I can only speak for myself. I teach the jumps - the pallisade included, fairly early. My 20 month old male does most of the MR 3 obedience exercises every day. I haven't done his hips yet, but will at 24 months. He jumps max + with ease. If he had bad hips, I would expect some reluctance in some area. He is a gazelle jumper. However, he will have his hips and elbows done soon. Probably by Lackland. They are tougher than OFA, and send them in for evaluation. 
AnnP


----------



## Amy Swaby (Jul 16, 2008)

i have a borderline hd bitch who is fixed and i wholly agree without tests it's not something you would have known.

she tears around the yard and bounces all over the place


----------



## Maren Bell Jones (Jun 7, 2006)

Melody Greba said:


> All pups fed puppy food were dysplastic by 1 yr old or so. One was not. This one was fed cheap food and kept lean. Since this, I've collected information from some of the major vet universities about how fast growth rate contributes to HD.
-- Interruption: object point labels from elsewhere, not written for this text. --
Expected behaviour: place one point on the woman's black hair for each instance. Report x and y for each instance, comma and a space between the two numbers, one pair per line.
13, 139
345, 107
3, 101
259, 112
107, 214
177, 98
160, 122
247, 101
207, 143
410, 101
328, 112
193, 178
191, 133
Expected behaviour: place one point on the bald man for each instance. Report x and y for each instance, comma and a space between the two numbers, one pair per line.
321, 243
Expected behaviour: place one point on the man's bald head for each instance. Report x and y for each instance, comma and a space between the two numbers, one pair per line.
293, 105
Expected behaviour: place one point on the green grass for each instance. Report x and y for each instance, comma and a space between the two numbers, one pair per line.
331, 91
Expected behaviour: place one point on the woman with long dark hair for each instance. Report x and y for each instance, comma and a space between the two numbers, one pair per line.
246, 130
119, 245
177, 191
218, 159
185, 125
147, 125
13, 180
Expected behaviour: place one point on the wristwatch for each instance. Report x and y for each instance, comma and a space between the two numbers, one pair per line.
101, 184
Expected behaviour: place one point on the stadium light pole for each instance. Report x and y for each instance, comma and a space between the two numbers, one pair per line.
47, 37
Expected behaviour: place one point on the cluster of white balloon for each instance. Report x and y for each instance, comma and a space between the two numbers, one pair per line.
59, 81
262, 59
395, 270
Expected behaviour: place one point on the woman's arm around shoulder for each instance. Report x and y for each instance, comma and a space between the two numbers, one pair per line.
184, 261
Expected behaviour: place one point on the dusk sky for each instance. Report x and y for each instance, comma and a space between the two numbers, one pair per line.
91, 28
Large breed puppy food and keeping them lean is the way to go. It's calories that is really the most critical. I've heard a lot of breeders say these days "switch them to adult by 4-6 months." That may have been helpful 15 years or so ago before they started putting a lot of thought into the large breed foods, so that actually may not be helpful, depending on what you are using. 

For example, say you are feeding Innova. If you go from Innova Puppy (500 kcals a cup) to Innova Adult (557), you are actually INCREASING the number of calories you are giving per cup. You'd be best served going with a very high quality large breed puppy food until the growth plates close around 10-14 months old (for a GSD/Mal/lab type dog), as that has only 366 kcals a cup. But you also have to read labels carefully too.


----------



## Ian Forbes (Oct 13, 2006)

Maren Bell Jones said:


> Large breed puppy food and keeping them lean is the way to go.


I agree that keeping them lean is the way to go. I disagree that Large Breed Puppy food is the best way to do this.



> It's calories that is really the most critical. I've heard a lot of breeders say these days "switch them to adult by 4-6 months." That may have been helpful 15 years or so ago before they started putting a lot of thought into the large breed foods, so that actually may not be helpful, depending on what you are using.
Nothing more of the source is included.